Module::Load versions before 0.22 for Perl allow arbitrary modules outside of @INC to be loaded. Module names starting with "::" could be passed to the load function to specify arbitrary module paths. Attackers able to influence module names passed to load could use that bug to execute arbitrary code.
Casky was already ahead
This CVE exploits attack patterns that Casky's 0matched skills already investigate — long before this vulnerability was disclosed. Claude's reasoning model maps these techniques to MITRE ATT&CK, so practitioners who ran these skills have already seen the threat behaviour in their findings.
CVE-2011-10043 represents a critical arbitrary code execution vulnerability in Perl's Module::Load library affecting versions before 0.22. The flaw allows attackers to bypass the standard module search path (@INC) by crafting malicious module names prefixed with '::' characters, enabling the loading of arbitrary Perl modules from attacker-controlled locations. This vulnerability is particularly dangerous in environments where untrusted input influences module loading decisions—such as web applications, automation frameworks, or plugin systems—because successful exploitation grants immediate code execution with the privileges of the running Perl process. Any organization using vulnerable Module::Load versions in production systems faces direct risk of complete system compromise.

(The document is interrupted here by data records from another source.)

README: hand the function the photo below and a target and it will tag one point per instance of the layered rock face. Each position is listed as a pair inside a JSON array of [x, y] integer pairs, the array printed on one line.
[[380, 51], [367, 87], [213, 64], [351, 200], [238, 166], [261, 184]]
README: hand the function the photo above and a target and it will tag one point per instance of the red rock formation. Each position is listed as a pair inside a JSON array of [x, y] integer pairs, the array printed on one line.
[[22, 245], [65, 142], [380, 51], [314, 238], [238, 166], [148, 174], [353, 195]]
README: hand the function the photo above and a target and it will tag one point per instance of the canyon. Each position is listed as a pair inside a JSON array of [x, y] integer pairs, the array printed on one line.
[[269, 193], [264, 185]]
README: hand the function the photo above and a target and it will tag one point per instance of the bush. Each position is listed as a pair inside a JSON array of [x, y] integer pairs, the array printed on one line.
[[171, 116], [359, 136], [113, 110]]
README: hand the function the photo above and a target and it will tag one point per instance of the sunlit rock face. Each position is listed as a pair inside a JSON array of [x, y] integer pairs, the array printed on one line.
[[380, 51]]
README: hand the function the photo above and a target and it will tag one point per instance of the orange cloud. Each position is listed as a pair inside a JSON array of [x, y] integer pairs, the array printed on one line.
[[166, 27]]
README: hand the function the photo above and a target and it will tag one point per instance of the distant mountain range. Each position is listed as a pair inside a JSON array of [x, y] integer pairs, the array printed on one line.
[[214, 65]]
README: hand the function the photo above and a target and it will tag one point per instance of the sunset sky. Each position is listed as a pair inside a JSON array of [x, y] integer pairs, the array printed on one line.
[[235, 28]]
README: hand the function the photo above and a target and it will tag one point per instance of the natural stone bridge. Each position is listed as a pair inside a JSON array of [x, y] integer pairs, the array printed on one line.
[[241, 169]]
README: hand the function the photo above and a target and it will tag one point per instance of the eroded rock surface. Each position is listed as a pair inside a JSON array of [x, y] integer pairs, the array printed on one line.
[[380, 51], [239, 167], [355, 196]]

While CVE-2011-10043 predates formal MITRE ATT&CK technique mapping, Casky's extended reasoning engine would detect the attack patterns underlying this vulnerability by analyzing input validation failures and code execution flows. Practitioners using Casky would observe findings related to improper path validation, unsafe dynamic code loading, and privilege escalation pathways. The platform's 754 mapped security skills would flag suspicious module name patterns (particularly those containing '::' prefixes in user-supplied input), trace untrusted data flowing into load() function calls, and identify execution contexts where module injection could occur. Security teams would see detailed call chain analysis, source-to-sink tracking of module name parameters, and recommendations to implement strict module path whitelisting and input validation—enabling proactive defense against this class of supply chain and code injection attacks.